Bear Stearns' fiscal fourth-quarter loss, and collapse of two hedge funds it managed during the summer, prompted Chief Executive Jimmy Cayne to pass on his 2007 bonus. Members of the company's executive committee also will not receive year-end bonuses.
"We are obviously upset with our 2007 results, particularly in light of the fact that weakness in fixed income more than offset strong and, in some areas, record-setting performance in other businesses," he said in a statement.
Cayne is under pressure like other chief executives on Wall Street, as global banks have written off more than $100 billion in assets this year. Bear Stearns and other firms have seen writedowns from subprime-related investments and fixed-income trading come in much steeper than first expected.
The fiscal fourth-quarter loss after paying preferred dividends was $859 million, or $6.90 per share, compared to a profit of $558 million, or $4 per share, a year earlier. The company had negative net revenue of $379 million, compared to revenue of $2.41 billion a year earlier.
The results broadly missed Wall Street expectations, as analysts were unable to get a handle on exactly how exposed Bear Stearns was to risky subprime mortgage securities. Analysts polled by Thomson Financial had expected a loss of $1.79 per share on $625.1 million of revenue for the quarter. No analyst polled by Thomson expected a loss of more than $2.45 per share.
Bear Stearns has undergone three waves of layoffs since two hedge funds it controlled collapsed during the summer.

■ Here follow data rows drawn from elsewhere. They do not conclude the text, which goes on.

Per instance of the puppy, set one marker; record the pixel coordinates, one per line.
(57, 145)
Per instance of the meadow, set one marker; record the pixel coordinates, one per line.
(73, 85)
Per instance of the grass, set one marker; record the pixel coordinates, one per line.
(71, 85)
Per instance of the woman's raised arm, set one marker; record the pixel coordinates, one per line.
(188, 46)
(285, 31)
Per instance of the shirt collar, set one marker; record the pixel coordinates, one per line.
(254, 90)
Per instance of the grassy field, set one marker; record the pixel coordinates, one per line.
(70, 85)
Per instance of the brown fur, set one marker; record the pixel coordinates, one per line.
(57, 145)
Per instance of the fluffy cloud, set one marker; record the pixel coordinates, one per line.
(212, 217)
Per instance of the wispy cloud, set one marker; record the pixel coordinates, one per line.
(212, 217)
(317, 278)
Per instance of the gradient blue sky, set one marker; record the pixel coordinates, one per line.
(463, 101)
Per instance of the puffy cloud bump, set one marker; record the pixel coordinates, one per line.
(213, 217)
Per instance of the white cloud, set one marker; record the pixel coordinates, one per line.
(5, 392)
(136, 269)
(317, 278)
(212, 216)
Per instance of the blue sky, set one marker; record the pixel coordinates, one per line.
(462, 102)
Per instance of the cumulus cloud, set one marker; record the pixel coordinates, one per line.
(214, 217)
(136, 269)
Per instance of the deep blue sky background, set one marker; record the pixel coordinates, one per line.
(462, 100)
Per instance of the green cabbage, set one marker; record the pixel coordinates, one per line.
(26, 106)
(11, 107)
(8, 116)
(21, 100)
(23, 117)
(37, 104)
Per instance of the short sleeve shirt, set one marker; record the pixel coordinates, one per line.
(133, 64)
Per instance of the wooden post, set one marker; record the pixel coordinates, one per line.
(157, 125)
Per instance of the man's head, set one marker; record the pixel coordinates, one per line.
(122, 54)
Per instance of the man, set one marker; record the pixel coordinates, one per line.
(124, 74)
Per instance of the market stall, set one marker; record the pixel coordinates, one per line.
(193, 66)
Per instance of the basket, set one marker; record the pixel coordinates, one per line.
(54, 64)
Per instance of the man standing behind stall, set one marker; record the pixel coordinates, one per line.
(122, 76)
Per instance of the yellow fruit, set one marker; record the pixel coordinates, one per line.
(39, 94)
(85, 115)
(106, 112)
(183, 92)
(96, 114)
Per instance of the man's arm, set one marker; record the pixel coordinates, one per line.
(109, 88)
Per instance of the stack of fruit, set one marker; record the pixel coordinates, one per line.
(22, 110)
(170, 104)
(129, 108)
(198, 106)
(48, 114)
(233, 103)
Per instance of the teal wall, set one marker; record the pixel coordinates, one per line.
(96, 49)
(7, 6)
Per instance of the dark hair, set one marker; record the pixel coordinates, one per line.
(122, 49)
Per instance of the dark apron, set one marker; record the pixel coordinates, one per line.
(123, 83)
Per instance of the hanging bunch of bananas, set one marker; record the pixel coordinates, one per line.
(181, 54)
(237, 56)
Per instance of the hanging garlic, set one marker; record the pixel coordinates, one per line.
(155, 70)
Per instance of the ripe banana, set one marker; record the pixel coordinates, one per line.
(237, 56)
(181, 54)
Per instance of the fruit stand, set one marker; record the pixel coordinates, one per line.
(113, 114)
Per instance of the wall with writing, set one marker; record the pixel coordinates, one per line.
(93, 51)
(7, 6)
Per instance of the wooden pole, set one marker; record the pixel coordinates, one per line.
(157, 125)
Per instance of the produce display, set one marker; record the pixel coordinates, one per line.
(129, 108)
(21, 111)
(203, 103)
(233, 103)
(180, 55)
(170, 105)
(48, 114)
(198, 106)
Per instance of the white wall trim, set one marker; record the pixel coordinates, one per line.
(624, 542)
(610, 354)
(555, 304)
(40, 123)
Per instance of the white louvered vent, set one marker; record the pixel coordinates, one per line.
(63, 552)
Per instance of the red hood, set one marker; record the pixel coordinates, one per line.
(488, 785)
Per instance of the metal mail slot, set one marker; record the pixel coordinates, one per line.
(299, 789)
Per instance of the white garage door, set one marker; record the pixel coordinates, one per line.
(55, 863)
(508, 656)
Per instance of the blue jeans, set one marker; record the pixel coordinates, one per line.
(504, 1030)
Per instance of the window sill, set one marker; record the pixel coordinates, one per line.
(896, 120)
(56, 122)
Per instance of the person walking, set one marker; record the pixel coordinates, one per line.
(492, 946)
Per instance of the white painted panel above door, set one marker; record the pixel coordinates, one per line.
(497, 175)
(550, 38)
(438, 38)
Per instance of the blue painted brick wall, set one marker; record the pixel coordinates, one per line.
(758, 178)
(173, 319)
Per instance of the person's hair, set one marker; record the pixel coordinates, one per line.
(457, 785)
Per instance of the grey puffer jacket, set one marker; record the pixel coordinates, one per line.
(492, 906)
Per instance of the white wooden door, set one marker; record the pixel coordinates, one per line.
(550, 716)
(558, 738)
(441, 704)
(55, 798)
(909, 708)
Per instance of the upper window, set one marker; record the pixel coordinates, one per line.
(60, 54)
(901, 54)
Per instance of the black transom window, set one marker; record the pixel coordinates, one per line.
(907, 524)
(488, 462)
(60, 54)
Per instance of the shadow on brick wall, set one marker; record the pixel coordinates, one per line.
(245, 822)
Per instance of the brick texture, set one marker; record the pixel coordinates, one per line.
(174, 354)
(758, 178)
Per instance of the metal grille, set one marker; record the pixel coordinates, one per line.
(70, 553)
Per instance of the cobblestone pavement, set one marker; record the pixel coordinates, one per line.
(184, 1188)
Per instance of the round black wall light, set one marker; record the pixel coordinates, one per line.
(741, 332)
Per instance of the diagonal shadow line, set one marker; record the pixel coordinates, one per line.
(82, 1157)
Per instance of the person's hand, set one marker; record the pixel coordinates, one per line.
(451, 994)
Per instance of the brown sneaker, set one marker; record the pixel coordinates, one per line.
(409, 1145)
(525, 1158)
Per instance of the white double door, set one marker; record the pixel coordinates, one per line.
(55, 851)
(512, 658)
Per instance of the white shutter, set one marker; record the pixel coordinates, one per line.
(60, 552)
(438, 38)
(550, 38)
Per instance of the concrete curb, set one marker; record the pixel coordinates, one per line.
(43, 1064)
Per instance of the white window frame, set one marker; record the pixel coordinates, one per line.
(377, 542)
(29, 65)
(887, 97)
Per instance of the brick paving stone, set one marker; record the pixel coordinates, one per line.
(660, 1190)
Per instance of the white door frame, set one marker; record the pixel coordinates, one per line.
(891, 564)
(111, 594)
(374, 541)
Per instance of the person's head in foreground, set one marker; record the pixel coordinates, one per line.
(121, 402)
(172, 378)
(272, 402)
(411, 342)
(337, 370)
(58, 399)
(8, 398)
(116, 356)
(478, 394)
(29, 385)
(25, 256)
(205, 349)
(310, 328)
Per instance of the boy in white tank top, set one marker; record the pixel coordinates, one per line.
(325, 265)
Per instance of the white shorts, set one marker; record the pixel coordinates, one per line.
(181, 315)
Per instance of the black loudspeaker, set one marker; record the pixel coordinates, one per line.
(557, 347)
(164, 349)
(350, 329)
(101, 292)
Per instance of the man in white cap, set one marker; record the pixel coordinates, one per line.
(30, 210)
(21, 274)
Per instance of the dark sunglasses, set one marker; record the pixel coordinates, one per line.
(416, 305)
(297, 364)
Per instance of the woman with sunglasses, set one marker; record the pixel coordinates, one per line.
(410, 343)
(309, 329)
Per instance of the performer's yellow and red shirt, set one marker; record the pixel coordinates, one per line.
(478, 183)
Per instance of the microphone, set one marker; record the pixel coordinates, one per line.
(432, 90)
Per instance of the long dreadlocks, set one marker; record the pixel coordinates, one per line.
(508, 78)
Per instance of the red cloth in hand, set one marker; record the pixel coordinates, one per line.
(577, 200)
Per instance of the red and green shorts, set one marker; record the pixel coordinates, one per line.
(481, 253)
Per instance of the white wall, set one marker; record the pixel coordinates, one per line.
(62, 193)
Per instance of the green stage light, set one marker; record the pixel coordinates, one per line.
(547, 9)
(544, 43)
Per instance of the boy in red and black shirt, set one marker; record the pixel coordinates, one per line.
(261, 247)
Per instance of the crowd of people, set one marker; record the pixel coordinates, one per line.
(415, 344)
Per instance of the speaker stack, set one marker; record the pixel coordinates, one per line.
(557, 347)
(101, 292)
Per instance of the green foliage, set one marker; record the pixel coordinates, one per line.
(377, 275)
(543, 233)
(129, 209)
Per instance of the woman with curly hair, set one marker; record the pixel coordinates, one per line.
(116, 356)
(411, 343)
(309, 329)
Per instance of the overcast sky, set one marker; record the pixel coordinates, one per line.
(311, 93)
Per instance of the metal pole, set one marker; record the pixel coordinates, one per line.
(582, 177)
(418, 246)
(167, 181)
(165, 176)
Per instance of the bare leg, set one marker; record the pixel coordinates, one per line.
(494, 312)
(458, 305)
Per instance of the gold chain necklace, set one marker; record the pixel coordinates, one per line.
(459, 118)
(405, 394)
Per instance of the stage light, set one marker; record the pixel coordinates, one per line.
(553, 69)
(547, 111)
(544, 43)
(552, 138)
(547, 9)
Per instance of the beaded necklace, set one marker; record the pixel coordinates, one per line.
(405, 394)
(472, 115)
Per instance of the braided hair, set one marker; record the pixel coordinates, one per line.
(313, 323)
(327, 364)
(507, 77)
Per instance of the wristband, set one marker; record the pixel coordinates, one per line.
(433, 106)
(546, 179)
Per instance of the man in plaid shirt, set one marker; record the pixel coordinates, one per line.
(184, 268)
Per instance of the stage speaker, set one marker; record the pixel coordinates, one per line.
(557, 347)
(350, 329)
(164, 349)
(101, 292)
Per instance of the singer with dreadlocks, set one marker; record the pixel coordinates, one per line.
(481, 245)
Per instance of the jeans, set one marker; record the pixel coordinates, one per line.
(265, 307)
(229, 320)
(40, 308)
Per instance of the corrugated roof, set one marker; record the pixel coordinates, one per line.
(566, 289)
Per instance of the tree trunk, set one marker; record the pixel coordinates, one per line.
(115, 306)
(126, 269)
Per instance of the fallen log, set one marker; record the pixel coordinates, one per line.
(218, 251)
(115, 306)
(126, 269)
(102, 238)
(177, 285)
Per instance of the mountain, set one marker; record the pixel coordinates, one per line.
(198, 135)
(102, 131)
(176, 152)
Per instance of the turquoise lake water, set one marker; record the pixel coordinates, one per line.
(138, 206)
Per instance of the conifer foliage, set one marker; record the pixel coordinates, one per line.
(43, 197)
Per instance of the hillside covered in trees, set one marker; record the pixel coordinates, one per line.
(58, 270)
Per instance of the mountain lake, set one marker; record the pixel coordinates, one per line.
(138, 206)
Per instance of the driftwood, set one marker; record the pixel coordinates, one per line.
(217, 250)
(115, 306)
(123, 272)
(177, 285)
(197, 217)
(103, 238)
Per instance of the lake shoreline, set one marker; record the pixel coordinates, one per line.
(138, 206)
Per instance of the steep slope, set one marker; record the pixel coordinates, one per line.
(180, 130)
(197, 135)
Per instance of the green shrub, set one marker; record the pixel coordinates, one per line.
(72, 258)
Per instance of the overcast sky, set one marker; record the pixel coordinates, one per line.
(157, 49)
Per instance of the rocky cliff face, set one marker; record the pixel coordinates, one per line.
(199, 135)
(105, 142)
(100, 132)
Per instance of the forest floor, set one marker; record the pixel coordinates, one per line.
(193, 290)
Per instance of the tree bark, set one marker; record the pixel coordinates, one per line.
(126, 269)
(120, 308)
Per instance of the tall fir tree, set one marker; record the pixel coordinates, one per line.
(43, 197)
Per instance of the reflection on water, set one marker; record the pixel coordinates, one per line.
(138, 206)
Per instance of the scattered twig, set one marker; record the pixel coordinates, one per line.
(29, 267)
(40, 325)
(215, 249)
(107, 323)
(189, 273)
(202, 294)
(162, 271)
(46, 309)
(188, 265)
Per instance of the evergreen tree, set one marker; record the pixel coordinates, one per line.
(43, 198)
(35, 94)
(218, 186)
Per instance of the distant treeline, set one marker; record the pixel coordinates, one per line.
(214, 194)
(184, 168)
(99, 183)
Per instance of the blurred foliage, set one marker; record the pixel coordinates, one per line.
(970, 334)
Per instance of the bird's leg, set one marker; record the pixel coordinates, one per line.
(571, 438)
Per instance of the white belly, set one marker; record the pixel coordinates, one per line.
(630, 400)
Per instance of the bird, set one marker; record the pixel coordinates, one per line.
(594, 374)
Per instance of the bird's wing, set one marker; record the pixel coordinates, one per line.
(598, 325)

Some 1,500 jobs have been eliminated from its staff of around 15,500.
The company, one of the nation's biggest underwriters of mortgage-backed bonds, may be the Wall Street investment bank most directly exposed to this year's credit squeeze. It faces a number of legal actions related to the funds' collapse, including a suit filed this week by investor Barclays PLC.
Bear Stearns said fixed-income net revenue was negative $1.5 billion in the fourth quarter. However, it did not disclose how much was actually lost before being offset by hedging activity.